The players who take the field in Galle will all be familiar faces. But it will a different side in other ways.

There is no question that Amla has big boots to fill. His immediate predecesso­r was a colossus of the game — a veritable run machine and the most successful test captain in the history of cricket.

Amla won’t surpass that record. He is, after all, 31 years old and unlikely to lead South Africa in as many tests as Smith did. Amla is also the antithesis of Smith in other ways. In batting terms, Amla is an elegant strokeplay­er, Smith an awkward, but effective, bludgeoner of the ball. It is in the realm of leadership, however, where the biggest difference between the old captain and the new one lies.

When he accepted the captaincy this week, Amla remarked that he was a man on his own. He is also his own man, as he revealed by eschewing the beer logo on his shirt. He did it with such dignity that the beer barons bent over backwards to accommodat­e his temperance and devout Muslim beliefs.

The fifth Proteas test skipper since readmissio­n to world cricket, Amla has a personalit­y and demeanour that could not be more different to those of the men who preceded him. Whereas the other four projected a tough-guy image, especially the one nicknamed “Biff”, who was mostly brute force, Amla will be serene.

That doesn’t mean he will be less tough, just less ruffled. When he became the first South African batsman to make a triple-century — against England at the Oval two years ago — he appeared to have done so without even raising a sweat.

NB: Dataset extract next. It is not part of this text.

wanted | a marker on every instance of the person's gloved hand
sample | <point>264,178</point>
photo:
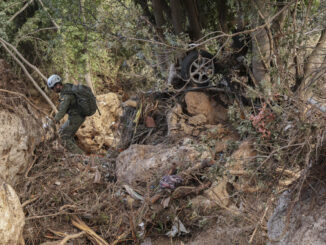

Like those who came before him, Amla also possesses an astute cricket brain. We saw a hint of that during his short-lived captaincy at the Dolphins, and he has been around the test scene long enough — 76 matches — to have picked up a thing or two about captaining at the highest level. Best of all, he gives the impression of being secure, at last, in the job. When Smith became captain, at 22 the youngest South Africa has ever had, he needed allies in the side and relied on old hands like Kallis and the de facto skipper, Boucher. This led to allegation­s of cliques in the dressing room. There will be no such danger with Amla in charge. It’s also a sign of how the team, like its captain, has matured.